You can teach a dog to guard but it might not stick.

Our youngest dog (my husband's) went for me as a pup when I started this game - that is a first!!!


----------



## Jeff Oehlsen (Apr 7, 2006)

UUUUuuuuuhhhh, that has nothing whatsoever to do with the beginnings of the object guard. Sorry.

I like what I saw in the video that Chris Jones put up with the puppy sniper, although that might be a bit hard with an older dog.

The club I was in had a way of training the OG and I didn't like it at all because the dogs were confused. So I trained it a different way.

I used a clicker to teach Buko to put his feet in the basket first, well milk carton.

THen I got him to rotate one way, and the next clicking when he moved his back feet.

Then when that was good, I told him when he could bite, and when to go back.

I have been told that the decoy is the one who trains this exercise, but they know less about training this exercise than I do. So I came up with this way as a fail safe.

In NM at the trial Buko was dog in white for his brother Jackson. He did the OG really nicely and of course it was not filmed.

The thing about it that I like is that it has a bit of a fail safe for you if things go wrong. The bad part is that everyone thinks they know how to teach it, yet had someone else teach their dog, and want to argue with you. LOL


----------



## Scott Dunmore (May 5, 2006)

So where do you think your dog should be in bite work when you start to teach this? Biting strongly, targeting well and outing? 

What is the dogs initial que to bite? The decoy turning towards him, maybe?

Do you start off letting the dog range some distance from the object for a bite and then put more control on, or make him stick there from the beginning while the decoy moves close in on him?

I have a hard time breaking this exercise down in my head, and it seems that if you don't have a plan of how you want to progress with it, it would be easy to get well and truely stuck. 

Right now, my youngest dog will put his feet on an object and has some understanding of moving his back feet around it to keep facing me. He's also biting and outing quite well. Now what??


----------



## Jeff Oehlsen (Apr 7, 2006)

I was going to post more, but the phone rang. I don't think I went far enough back.

I got Buko at 10 1/2 months, so some of the things I wanted to try were kinda out, as he was a bit big. He is also reactive to the nth degree, so that was something that I wanted to avoid.

I spent some time getting him to stay with whatever it was that I used as an object, as MR it can be all kinds of stuff.

I know that dogs know distance, and wanted spazbot to go before a decoy could get him all pumped up, so I picked a meter and a half.

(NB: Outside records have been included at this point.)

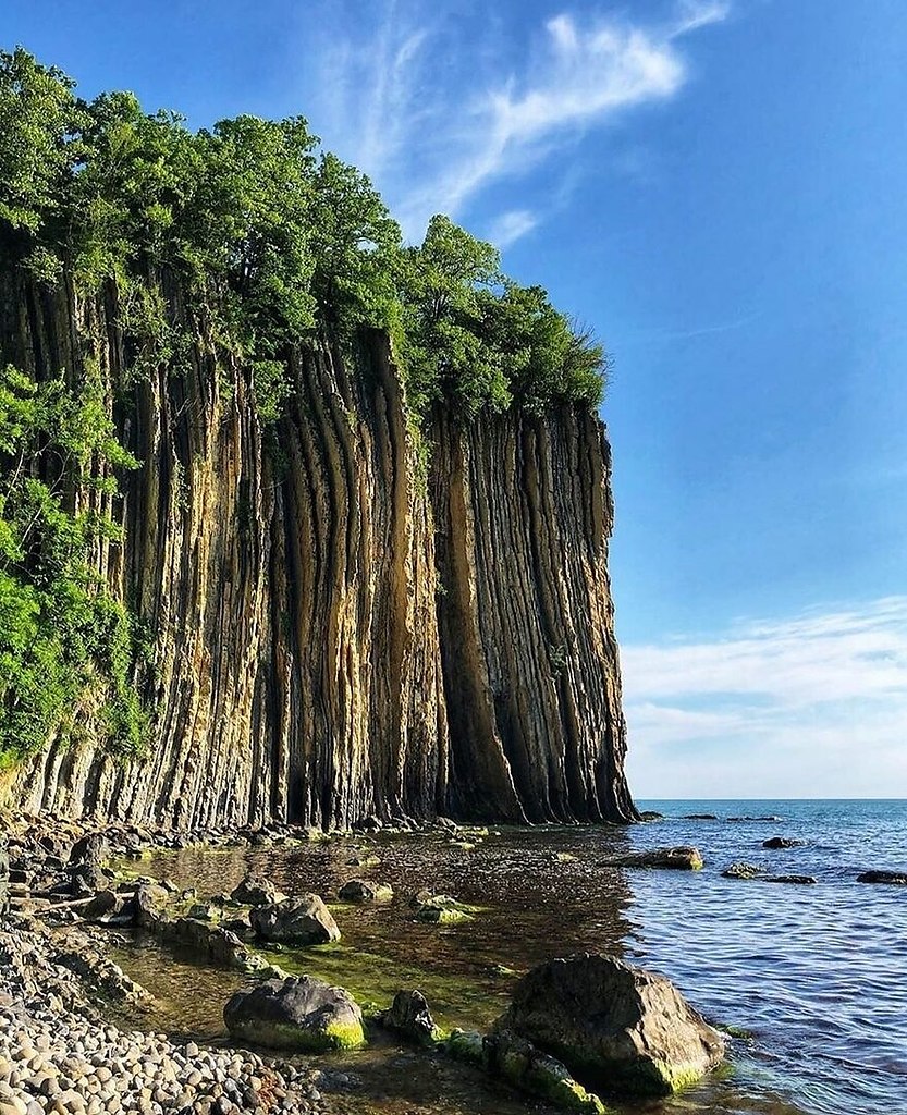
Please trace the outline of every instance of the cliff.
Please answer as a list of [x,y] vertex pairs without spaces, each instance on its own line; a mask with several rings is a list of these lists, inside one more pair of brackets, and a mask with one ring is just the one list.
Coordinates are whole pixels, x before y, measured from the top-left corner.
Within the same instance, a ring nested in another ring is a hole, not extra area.
[[135,375],[113,284],[79,298],[4,274],[0,360],[77,381],[96,361],[142,462],[94,560],[151,634],[147,756],[106,755],[90,709],[10,786],[22,808],[181,826],[370,814],[628,821],[607,571],[609,450],[563,404],[461,426],[430,464],[388,342],[289,365],[266,432],[248,369],[167,291],[192,338]]

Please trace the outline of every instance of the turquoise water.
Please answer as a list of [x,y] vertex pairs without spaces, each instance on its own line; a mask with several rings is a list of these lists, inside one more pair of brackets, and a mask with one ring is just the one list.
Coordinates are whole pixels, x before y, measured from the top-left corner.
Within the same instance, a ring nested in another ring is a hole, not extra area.
[[[870,867],[907,871],[907,802],[638,804],[666,816],[629,827],[502,828],[471,849],[437,834],[378,836],[367,851],[380,866],[369,873],[393,884],[394,902],[337,908],[347,951],[310,953],[306,962],[312,975],[345,986],[353,980],[354,989],[374,985],[383,1002],[398,986],[421,986],[445,1024],[484,1027],[512,989],[498,966],[523,971],[552,956],[623,954],[672,979],[711,1021],[752,1035],[732,1040],[730,1076],[708,1077],[676,1099],[647,1106],[646,1115],[907,1113],[907,888],[856,882]],[[685,818],[689,813],[716,820]],[[780,820],[730,820],[747,815]],[[805,843],[764,850],[762,842],[775,835]],[[330,899],[359,873],[347,861],[363,844],[336,837],[301,847],[189,850],[145,862],[142,871],[213,894],[251,869],[290,893],[313,890]],[[602,865],[615,854],[666,844],[695,844],[704,869]],[[818,882],[723,879],[724,867],[740,860]],[[408,898],[426,885],[483,912],[463,925],[414,923]],[[171,1000],[157,1028],[222,1032],[226,985],[238,977],[181,968],[157,949],[138,948],[124,962]],[[350,1112],[530,1109],[477,1079],[436,1077],[431,1058],[406,1061],[405,1072],[386,1050],[350,1059],[369,1079],[360,1105],[350,1098]],[[368,1098],[375,1088],[387,1094],[380,1103]]]
[[[669,888],[631,873],[628,953],[706,1015],[753,1032],[739,1049],[752,1086],[817,1115],[907,1112],[907,888],[856,881],[870,867],[907,871],[907,802],[637,804],[666,816],[636,826],[635,846],[695,844],[706,865]],[[763,814],[782,820],[727,820]],[[762,849],[774,835],[805,844]],[[735,860],[817,884],[722,879]]]

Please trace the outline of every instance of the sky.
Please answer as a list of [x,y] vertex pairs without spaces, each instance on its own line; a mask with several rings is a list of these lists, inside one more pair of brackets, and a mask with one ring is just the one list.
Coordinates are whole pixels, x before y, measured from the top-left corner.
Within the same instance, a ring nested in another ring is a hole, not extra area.
[[0,0],[16,43],[301,114],[595,330],[638,797],[907,796],[904,0]]

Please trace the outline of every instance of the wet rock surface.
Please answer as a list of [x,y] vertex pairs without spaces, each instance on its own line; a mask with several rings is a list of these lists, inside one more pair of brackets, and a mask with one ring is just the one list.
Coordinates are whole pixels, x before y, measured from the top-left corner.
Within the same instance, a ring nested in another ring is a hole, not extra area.
[[669,1095],[724,1056],[721,1034],[669,980],[592,953],[534,968],[495,1029],[518,1034],[582,1084],[616,1095]]
[[442,1038],[422,991],[397,991],[390,1008],[382,1012],[380,1020],[387,1029],[416,1045],[432,1046]]
[[340,930],[331,912],[317,894],[303,894],[250,914],[255,935],[280,944],[326,944],[339,941]]
[[863,871],[857,875],[858,883],[886,883],[889,886],[907,886],[907,871]]
[[673,871],[699,871],[702,853],[696,847],[656,847],[648,852],[628,852],[626,855],[602,860],[604,867],[665,867]]
[[353,996],[309,976],[238,991],[223,1019],[233,1037],[273,1049],[324,1053],[365,1045],[363,1012]]

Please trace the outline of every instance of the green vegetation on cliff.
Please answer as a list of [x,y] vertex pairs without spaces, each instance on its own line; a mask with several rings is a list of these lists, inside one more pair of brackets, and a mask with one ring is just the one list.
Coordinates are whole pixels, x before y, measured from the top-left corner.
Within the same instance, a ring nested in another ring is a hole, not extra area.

I will say not to go with that distance, as it does not translate too well all the time, as well as the different objects. If I were to go back it would be half a meter to 1 meter instead.

I didn't worry about targeting and if a dog needs help biting, then this exercise may never get used.

The initial que to bite if you remember was I told him to. I said pakken. I just want the dog to get the bite at the same distance for a long time. Buko was very good about holding himself, and for a hyper reactive thing, he has very very good inhibition, which is a whole nother thread as I had different ideas about thresholds.......ANYWAY I told him to bite and THEN I cued him to go back by turning away and saying object.

The mistake I made was not letting him bite the tug sleeve jambierre or whatever long enough. This made him not want to bite so much. Keep this in mind, that bite is a reward for holding and doing it right,(staying on the object) the going back seems to be a seperate deal, and I do not think that you should wait until the dog is all power house to start training this exercise

Quote: 
Do you start off letting the dog range some distance from the object for a bite and then put more control on, or make him stick there from the beginning while the decoy moves close in on him?

No,yes.

I was teaching this myself, and figured as long as I didn't kick hiim in the head, I could do something else if it didn't work. So I cheated like a mother****er. I set up the lines 5 meter, and then 1 1/2 meter, not two meter line, as I wanted to be able to just go to a line and what was the point of putting two lines down ??? This is something that everyone should do. the line is where you want it to be, as you want the dog to hold till that point.

Anyway, I walked around on the 5 meter line, got him to rotate both ways, very important as dogs have a favorite. (do the non favorite way 2 or 3 times as much)

When I went in, if he was all antsy pantsy, I told him wait. (cheater) when I got to the line I said pakken and then turned away and said object. (remember to let the dog bite more, no matter what style)

I added distractions, cheating on days he was an idiot and told him when to go. I made sure that sometimes I tensed up, and sometimes I was relaxed.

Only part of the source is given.